First Circuit
Case: United States v. Tkhilaishvili, No. 18-1027, 2019 WL 2366361, at *2 (1st Cir. June 5, 2019)
Type of Case: Criminal
Charges/Counts: Conspiring and attempting to commit Hobbs Act extortion (counts 1 and 2), in violation of 18 U.S.C. § 1951.
Rule(s) of Evidence Cited
- FRE 404(b)
Holding: The First Circuit upheld the district court’s admission of evidence of the defendants’ prior violent acts.
By way of background, the defendants were charged with extorting the victim by threatening to harm his property or his family if he didn’t give up a portion of an ownership interest in a business. At trial, the government sought to offer evidence that another person had told the victim of the defendants’ prior violent acts. The defendants argued that the district court should have excluded references to those other violent acts.

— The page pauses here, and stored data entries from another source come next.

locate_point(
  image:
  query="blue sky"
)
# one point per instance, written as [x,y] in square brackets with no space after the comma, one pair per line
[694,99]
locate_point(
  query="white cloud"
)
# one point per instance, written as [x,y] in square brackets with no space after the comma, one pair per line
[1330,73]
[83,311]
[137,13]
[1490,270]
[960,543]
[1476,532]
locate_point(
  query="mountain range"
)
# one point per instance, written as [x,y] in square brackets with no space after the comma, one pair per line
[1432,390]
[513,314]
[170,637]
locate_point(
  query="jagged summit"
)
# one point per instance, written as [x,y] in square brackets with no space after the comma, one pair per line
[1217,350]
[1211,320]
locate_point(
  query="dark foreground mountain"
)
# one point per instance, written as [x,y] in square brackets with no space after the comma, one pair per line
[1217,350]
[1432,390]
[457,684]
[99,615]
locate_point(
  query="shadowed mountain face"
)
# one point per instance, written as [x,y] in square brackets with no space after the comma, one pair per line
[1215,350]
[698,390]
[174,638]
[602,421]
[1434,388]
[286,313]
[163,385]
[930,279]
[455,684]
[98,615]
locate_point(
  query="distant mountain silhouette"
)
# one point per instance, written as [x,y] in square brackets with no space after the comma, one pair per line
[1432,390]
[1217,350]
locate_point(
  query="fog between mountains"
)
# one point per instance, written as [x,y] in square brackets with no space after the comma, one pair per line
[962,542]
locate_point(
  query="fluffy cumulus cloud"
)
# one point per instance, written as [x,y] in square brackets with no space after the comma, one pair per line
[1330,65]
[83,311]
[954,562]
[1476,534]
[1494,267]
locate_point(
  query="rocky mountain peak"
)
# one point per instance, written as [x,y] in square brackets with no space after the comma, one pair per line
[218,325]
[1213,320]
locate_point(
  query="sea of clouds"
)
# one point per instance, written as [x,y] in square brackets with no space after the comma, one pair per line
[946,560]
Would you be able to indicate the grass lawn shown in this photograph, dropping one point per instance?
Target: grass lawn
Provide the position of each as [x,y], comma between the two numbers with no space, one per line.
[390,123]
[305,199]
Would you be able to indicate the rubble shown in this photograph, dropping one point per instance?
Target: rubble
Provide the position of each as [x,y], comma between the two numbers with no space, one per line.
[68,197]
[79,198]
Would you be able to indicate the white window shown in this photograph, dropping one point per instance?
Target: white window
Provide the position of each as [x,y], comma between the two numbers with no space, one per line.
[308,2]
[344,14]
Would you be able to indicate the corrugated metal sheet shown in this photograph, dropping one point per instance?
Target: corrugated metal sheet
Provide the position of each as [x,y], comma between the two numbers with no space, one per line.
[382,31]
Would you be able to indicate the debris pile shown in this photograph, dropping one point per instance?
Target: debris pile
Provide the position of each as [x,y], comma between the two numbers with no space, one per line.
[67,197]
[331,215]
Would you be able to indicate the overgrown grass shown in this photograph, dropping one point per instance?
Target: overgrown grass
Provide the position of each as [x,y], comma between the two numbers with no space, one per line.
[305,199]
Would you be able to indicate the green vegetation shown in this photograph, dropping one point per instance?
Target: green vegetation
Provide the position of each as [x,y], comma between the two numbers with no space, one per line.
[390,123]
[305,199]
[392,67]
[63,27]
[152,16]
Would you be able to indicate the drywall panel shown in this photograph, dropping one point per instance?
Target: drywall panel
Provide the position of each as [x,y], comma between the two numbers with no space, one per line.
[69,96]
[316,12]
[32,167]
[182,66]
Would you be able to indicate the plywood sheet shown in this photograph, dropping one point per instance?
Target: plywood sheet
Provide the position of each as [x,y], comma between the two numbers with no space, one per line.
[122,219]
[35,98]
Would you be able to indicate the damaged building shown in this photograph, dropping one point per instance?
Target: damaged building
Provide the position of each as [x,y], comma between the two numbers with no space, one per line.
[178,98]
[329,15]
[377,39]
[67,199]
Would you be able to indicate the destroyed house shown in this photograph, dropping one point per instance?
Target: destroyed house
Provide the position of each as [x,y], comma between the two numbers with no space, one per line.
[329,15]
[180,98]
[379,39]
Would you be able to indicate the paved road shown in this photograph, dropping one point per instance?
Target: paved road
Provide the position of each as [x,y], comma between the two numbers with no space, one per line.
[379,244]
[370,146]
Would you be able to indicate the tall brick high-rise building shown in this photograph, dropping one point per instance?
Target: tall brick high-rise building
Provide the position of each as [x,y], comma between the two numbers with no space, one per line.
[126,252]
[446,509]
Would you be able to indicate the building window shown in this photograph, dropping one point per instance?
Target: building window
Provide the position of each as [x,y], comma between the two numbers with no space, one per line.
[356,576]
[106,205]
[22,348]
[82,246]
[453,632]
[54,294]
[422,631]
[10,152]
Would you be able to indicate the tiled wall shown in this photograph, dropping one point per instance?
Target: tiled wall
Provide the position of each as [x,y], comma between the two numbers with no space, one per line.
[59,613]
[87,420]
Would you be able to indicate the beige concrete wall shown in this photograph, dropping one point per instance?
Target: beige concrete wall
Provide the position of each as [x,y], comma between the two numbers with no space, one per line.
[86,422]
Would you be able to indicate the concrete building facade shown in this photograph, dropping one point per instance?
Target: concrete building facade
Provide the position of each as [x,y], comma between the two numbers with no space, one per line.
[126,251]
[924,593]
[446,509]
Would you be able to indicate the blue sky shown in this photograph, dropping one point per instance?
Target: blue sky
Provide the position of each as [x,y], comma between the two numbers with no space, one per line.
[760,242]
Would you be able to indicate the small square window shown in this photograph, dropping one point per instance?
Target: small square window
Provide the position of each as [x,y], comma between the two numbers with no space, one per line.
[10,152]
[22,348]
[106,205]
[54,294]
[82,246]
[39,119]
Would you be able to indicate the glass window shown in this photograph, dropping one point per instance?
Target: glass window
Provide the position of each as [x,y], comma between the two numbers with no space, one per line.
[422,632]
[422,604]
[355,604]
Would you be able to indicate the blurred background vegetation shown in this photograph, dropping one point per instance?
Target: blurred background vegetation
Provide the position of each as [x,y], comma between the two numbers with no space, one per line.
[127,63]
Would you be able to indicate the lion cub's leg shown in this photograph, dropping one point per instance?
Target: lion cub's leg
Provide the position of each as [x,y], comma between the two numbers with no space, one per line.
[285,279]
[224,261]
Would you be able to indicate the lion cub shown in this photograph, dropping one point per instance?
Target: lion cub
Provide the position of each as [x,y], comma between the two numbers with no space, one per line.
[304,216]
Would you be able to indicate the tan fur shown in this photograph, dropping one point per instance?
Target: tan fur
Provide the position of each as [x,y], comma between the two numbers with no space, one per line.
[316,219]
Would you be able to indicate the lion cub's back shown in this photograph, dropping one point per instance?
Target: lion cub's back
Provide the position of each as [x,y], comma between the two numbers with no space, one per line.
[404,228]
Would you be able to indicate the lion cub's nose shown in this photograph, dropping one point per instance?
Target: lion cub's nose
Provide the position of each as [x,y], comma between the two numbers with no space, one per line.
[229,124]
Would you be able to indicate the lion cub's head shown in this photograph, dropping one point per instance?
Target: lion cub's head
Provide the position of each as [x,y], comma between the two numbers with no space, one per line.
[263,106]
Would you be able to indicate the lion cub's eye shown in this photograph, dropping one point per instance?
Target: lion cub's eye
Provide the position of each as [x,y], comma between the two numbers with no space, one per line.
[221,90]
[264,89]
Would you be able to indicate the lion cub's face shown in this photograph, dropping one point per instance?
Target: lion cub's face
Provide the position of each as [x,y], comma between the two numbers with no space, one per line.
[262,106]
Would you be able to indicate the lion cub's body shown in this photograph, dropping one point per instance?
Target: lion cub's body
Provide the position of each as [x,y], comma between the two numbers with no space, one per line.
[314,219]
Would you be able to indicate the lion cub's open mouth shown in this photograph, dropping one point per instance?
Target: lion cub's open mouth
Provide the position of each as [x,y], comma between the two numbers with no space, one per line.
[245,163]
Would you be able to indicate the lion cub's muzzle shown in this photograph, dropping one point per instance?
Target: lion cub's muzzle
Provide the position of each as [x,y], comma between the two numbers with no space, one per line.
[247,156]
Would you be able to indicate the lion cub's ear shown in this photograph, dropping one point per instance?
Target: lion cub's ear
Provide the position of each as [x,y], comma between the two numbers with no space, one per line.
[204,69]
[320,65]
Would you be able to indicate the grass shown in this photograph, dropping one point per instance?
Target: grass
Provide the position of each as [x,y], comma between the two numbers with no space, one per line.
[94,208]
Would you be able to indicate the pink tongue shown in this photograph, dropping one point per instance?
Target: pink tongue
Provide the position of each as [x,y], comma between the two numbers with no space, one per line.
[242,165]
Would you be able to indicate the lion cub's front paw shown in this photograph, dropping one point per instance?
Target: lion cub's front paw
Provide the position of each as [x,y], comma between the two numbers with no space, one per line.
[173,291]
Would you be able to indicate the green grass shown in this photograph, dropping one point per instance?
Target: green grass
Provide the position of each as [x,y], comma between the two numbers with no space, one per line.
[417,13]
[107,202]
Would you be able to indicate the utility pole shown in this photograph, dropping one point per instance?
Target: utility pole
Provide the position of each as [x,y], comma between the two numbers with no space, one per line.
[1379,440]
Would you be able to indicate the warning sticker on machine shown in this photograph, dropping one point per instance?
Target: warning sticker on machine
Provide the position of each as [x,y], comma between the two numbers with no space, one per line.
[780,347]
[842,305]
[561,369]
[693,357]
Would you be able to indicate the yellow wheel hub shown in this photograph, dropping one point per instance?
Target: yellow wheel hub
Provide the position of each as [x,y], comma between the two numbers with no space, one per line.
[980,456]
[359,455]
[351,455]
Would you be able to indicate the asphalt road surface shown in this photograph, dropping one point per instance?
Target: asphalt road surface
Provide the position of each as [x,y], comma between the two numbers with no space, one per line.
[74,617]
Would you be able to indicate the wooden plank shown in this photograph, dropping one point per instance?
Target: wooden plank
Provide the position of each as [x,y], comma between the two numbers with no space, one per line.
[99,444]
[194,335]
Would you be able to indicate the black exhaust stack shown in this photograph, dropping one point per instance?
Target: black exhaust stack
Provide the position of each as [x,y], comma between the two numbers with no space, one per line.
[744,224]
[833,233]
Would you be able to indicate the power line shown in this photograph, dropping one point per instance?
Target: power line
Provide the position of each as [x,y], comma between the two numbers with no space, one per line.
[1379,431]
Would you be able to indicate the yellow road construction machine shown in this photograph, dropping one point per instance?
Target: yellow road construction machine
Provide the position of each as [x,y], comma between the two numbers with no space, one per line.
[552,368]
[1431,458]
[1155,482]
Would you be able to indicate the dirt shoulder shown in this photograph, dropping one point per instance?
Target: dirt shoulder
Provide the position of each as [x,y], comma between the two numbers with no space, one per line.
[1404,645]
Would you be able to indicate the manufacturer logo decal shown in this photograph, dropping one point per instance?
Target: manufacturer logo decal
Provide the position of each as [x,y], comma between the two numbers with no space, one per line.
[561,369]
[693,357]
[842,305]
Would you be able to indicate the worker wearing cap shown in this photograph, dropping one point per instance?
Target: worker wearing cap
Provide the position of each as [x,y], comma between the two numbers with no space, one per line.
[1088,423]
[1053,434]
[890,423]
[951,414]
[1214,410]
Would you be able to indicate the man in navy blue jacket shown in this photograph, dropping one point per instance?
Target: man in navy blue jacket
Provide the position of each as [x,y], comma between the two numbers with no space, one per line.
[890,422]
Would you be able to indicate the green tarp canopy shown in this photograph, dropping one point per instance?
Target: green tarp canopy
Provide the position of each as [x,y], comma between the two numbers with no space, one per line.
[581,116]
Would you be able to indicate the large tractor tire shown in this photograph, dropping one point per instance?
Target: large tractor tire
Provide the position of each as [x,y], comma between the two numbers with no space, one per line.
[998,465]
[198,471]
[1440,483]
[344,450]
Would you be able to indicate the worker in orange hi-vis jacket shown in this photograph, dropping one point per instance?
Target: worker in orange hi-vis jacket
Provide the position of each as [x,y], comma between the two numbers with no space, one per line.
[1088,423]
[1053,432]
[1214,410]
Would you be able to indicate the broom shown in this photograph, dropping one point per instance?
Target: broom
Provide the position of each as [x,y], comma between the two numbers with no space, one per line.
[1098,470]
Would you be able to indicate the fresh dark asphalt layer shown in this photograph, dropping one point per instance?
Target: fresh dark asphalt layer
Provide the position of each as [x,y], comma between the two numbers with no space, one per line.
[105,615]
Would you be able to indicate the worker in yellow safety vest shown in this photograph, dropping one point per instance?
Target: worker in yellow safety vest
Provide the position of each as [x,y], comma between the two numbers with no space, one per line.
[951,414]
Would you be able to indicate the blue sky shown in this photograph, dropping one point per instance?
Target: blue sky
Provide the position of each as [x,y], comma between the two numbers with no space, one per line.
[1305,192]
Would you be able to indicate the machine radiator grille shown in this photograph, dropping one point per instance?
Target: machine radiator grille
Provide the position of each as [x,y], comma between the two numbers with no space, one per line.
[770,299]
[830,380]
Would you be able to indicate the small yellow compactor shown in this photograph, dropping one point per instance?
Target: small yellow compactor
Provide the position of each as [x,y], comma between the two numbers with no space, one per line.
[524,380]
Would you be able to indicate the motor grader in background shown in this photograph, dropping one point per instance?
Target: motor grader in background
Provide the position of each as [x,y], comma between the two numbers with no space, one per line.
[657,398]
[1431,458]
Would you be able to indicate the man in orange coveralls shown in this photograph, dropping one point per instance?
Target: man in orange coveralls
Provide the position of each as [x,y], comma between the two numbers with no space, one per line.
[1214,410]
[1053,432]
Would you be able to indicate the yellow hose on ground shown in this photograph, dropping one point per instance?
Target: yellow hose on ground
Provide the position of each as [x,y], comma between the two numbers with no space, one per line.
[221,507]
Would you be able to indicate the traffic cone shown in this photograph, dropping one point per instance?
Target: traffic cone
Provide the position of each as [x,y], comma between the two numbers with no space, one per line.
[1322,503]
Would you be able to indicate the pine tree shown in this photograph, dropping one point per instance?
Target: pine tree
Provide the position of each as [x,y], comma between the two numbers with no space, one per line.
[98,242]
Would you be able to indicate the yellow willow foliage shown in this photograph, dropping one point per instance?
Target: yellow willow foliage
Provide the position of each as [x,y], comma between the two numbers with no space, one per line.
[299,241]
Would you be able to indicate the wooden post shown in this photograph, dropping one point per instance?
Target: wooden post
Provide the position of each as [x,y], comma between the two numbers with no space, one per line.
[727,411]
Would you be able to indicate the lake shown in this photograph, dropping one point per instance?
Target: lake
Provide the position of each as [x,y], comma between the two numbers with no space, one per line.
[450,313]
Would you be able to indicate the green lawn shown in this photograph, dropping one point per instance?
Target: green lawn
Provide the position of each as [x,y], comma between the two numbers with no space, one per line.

The First Circuit disagreed, holding that the prior acts were relevant to the defendants’ intent. The Court wrote:
“As the court below concluded, the evidence of prior violent acts was specially relevant to the defendants’ intent to threaten [the victim]. After all, ‘whether a defendant has attempted to induce fear in a victim depends only in part on what the defendant has said or done to the victim. It also depends on what the defendant thinks or reasonably should think the victim independently believes about the context in which both are operating.’ United States v. Goodoak, 836 F.2d 708, 714 (1st Cir. 1988). Where, as here, the defendants had reason to believe that [the victim] would have learned of their prior violent acts, they could rely on him ‘to put two and two together and to feel afraid.’ Id. Thus, the disputed evidence was relevant to a determination concerning what the defendants likely thought [the victim] believed about the context in which all three operated. It follows that the district court did not abuse its discretion in concluding that evidence of the defendants’ prior violent acts was specially relevant to the jury’s assessment of the defendants’ intent.
If more were needed — and we doubt that it is — evidence that [the victim] had been told about the defendants’ prior violent acts was also specially relevant to show [the victim’s] state of mind, including his reasonable belief in the defendants’ threats of violence. See Iwuala, 789 F.3d at 6. Where the question is whether the defendants’ ‘words and acts amounted to an attempt to induce fear, the jury is surely entitled to know whether those words and acts did in fact induce fear.’ Goodoak, 836 F.2d at 712. Similarly, evidence concerning the victim’s reasonable beliefs about the context in which he and his putative extorter are operating is relevant to show the victim’s state of mind. See id. at 713.”